With a better understanding of predictors of functional independence from Chapter 2, Chapter 4 turned to an evaluation of patterns of discharge to inpatient rehabilitation after stroke across Ontario’s LHIN regions. In this chapter, the feasibility of using multi-level modelling for system evaluation was demonstrated and discrepancies in regional access to rehabilitation across Ontario were identified. The adjusted estimates of the proportion of patients discharged to inpatient rehabilitation from multi-level analysis provide an improved method for system evaluation compared to the ecologic data typically used. This is important because region-level demographics and risk factor prevalence can contribute not only to variations in stroke incidence, but also to variation in the type of stroke experienced and the corresponding need for rehabilitation. Factors like older age and female sex are associated with increased stroke severity,4 which means that regions with older populations and more females can anticipate not only more strokes, but more severe strokes requiring more intensive rehabilitation. These factors can have a
considerable impact on the regional demand for rehabilitation resources, which must be accounted for both in system planning and evaluation. As innovations like electronic medical records make patient data easier to collect, health service evaluations should use
multi-level models more frequently and policy decisions should increasingly be based on their results.

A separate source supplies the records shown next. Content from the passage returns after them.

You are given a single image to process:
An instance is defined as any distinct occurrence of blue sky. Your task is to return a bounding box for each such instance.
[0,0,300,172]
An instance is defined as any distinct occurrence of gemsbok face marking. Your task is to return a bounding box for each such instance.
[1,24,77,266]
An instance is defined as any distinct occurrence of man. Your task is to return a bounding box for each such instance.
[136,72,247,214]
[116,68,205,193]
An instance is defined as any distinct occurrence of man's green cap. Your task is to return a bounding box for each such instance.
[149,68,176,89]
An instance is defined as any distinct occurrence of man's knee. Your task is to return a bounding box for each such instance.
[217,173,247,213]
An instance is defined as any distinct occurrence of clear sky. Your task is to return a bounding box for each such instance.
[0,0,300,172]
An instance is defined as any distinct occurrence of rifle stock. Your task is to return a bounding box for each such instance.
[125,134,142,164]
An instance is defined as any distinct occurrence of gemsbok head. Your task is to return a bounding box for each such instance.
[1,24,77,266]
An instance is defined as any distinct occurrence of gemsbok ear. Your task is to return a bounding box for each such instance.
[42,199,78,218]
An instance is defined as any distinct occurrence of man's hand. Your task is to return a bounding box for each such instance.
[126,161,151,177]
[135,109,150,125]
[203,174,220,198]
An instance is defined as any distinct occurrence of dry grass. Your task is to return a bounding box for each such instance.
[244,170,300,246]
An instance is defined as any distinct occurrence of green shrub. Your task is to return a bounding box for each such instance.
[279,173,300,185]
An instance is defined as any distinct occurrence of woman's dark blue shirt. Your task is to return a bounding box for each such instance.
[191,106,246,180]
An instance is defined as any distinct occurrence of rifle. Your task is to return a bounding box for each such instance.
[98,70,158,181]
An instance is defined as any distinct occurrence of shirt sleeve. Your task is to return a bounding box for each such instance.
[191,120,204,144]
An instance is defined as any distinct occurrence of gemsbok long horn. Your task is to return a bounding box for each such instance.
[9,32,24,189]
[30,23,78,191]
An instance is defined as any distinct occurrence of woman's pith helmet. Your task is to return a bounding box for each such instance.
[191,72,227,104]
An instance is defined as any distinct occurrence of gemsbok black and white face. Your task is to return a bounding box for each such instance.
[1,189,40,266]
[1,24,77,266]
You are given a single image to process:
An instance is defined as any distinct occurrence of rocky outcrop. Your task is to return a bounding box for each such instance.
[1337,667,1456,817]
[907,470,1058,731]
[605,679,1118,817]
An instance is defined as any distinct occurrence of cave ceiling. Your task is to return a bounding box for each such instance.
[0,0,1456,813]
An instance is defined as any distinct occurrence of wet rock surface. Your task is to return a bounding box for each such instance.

In addition to demonstrating the feasibility of multi-level modelling in Ontario, the results presented in Chapter 4 also supported previous assertions that access to inpatient rehabilitation across Ontario is inequitable. In both cohorts (2004/05 and 2008/09), statistically significant variation in the proportion of patients referred to inpatient rehabilitation was demonstrated across LHIN regions, after adjusting for variation in patient-level characteristics. However, modeled data demonstrated mixed results for the relationship between resource availability and referral patterns. Although the estimates of effect in both cohorts suggested a relationship between more beds and better access, this relationship was statistically significant only in 2004/05, prior to LHIN formation. In combination, these results confirm the need for strategies to improve the equity of
rehabilitation access across the province and provide sufficient evidence to warrant pilot study of the role that additional rehabilitation beds may play in addressing inequity. They also suggest opportunities for future research to validate these findings using other data sources and in other jurisdictions.
Finally, Chapter 5 confirmed the suspected association between the availability of in- home rehabilitation resources by LHIN region and the proportion of potentially avoidable admissions of mild stroke patients to inpatient rehabilitation. This result may have the most significant policy-level implications of all. International research has consistently demonstrated that rehabilitation of appropriate patients in the community, rather than in hospital, leads to improved outcomes at reduced cost.3 In addition, caring for appropriate patients in the community can improve access to much needed inpatient rehabilitation beds (which in turn frees up acute care beds), thereby increasing the capacity of emergency departments. Appropriate funding for community-based rehabilitation can play a major role in ensuring that patients have timely access to a level of rehabilitation appropriate to their needs. This could impact Ontario’s healthcare system in many areas beyond stroke care.